Letter to the Editor: Vegetarians, etc. have no exit strategy.
In the Wednesday, 7Dec05 edition of the Statesman, Moss-Holmes presented a well defended argument in favor of veganism and animal rights. However, I would like to ask the animal rights community some questions.
I will start with the assumptions presented by Moss-Holmes: we should be concerned with animal welfare and rights, that animals feel pain and should not experience it, and they deserve comfort. Another statement I will consider is the amount of land used/damaged for raising meat animals.
Let’s say tomorrow everyone agrees to stop meat consumption. What do we do with the animals? Since they are no longer economic commodities, someone
will have to pay for their comfortable and pain free existence. Who would pay? Maintaining these animals would be economically infeasible, so we would have to let the animals go free. If animals have rights, we shouldn’t interfere with their right to reproduce.
These newly freed animals would quickly over-populate, which would do more to consume land resources, not free them up and feed the world as Moss-Holmes suggests.

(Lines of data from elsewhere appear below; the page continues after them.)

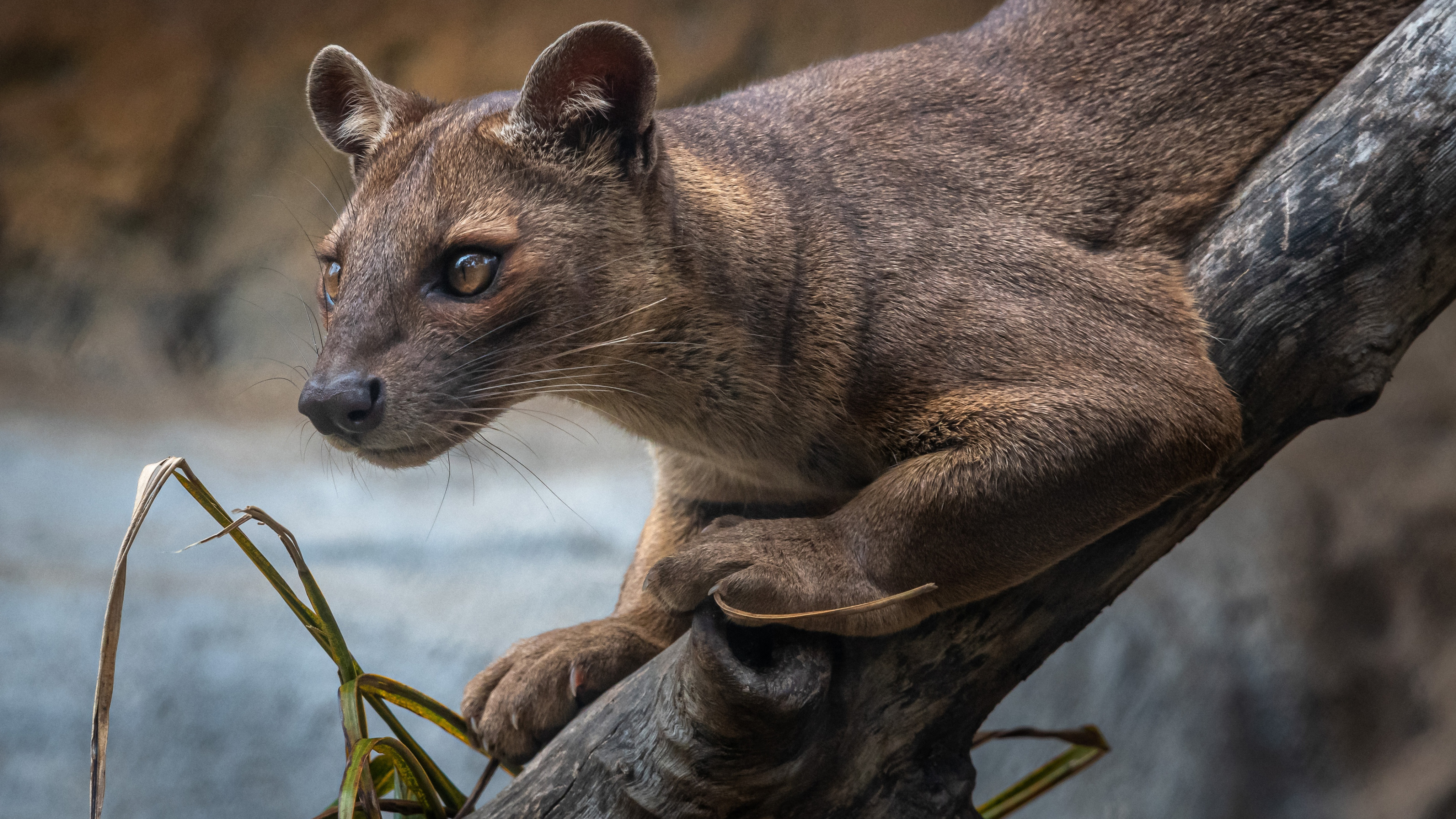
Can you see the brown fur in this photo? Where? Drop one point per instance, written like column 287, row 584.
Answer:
column 909, row 317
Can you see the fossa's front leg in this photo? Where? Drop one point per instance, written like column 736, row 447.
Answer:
column 1034, row 476
column 539, row 684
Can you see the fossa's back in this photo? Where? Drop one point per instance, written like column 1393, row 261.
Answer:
column 915, row 317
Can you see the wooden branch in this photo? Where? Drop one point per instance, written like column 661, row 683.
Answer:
column 1337, row 251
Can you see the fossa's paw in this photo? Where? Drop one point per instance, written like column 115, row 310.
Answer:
column 769, row 567
column 534, row 690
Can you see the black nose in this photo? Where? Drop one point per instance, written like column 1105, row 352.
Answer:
column 347, row 404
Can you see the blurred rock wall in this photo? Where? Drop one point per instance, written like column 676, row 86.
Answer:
column 161, row 178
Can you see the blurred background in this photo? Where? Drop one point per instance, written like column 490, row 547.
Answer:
column 159, row 188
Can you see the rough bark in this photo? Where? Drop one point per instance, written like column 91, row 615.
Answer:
column 1336, row 253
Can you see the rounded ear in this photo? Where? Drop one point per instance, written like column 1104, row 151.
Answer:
column 352, row 108
column 596, row 78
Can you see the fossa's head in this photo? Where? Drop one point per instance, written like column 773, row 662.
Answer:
column 491, row 250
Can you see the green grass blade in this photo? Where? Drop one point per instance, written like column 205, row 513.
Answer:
column 413, row 700
column 210, row 505
column 424, row 706
column 384, row 773
column 353, row 776
column 348, row 669
column 354, row 725
column 1056, row 771
column 413, row 777
column 448, row 791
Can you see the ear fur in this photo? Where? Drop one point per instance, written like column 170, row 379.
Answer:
column 596, row 79
column 354, row 110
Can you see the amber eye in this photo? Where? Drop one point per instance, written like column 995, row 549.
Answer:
column 471, row 272
column 331, row 282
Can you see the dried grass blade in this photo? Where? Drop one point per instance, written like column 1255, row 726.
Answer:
column 868, row 607
column 149, row 485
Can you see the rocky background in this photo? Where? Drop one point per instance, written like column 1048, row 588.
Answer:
column 159, row 186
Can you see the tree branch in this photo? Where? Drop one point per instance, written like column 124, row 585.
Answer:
column 1336, row 253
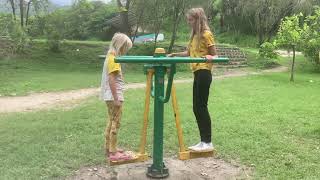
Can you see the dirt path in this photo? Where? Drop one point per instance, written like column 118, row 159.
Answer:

Then they would die by starvation, disease, and killing sprees of wild carnivores and domestic dogs that would likely get in on the scene (by the way, how does the animal rights community feel about carnivores? Do they need to change their diet?).
What about the pain animals would feel without human intervention? For example, modern dairy animals produce much more milk than their offspring can consume. They would experience painful engorgement. Many domestic animals are ill equipped to fend for themselves, and many would die without help.
I have yet to come across an animal rights activist that has a well thought out “exit strategy.” I have tried to paint the most likely scenario according to my knowledge of the assumptions presented by Moss-Holmes and my knowledge of domestic and wild animal behavior (I would appreciate corrections).
In conclusion, which is worse for the animals? Allowing them to die by the most humane ways a slaughter house can use, or to die by starvation, disease, killings by nonhuman carnivores and as road kill?